Helen Vendler, Arthur Kingsley Porter University Professor Emerita at Harvard University, in a reading from 1984 that contradicts Buttel, asserts that the poem is incomprehensible except as understood as a commentary on Keats's "Ode on a Grecian Urn". The poem alludes to Keats, she argues, as a way of discussing the predicament of the American artist "who cannot feel confidently the possessor, as Keats felt, of the Western cultural tradition." Vendler asks, shall the poet use language imported from Europe ("of a port in air", to "give of"), or as Marianne Moore puts it, "plain American that cats and dogs can read", like "The jar was round upon the ground"? She argues that the poem is a palinode, retracting the Keatsian conceits of "Sunday Morning" and vowing "to stop imitating Keats and seek a native American language that will not take the wild out of the wilderness."

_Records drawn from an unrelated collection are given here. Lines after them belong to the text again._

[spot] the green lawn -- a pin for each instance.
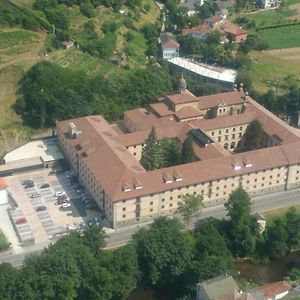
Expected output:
(16, 38)
(282, 37)
(279, 212)
(267, 67)
(4, 245)
(271, 17)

According to Brogan, however (writing in 1994), the poem can be approached:
- from a New Critical perspective as a poem about writing poetry and making art generally;
- from a poststructuralist perspective as a poem concerned with temporal and linguistic disjunction, especially in the convoluted syntax of the last two lines;
- from a feminist perspective that reveals a poem concerned with male dominance over a traditionally feminized landscape;
- or from the perspective of a cultural critic that might find a sense of industrial imperialism.
Brogan concludes, "When the [student] debate gets particularly intense, I introduce Roy Harvey Pearce's discovery of the Dominion canning jars (a picture of which is then passed around)," a reference to that late, celebrated Wallace Stevens scholar and historiographer of literature's published association of the poem with a specific item of physical Americana.

Kevin O'Donnell, writing in 2023, presents the poem in the context of Stevens' work as a surety bond claimsman tied to the industrial clearcutting of the last remnant of the great Appalachian forest in East Tennessee in 1918.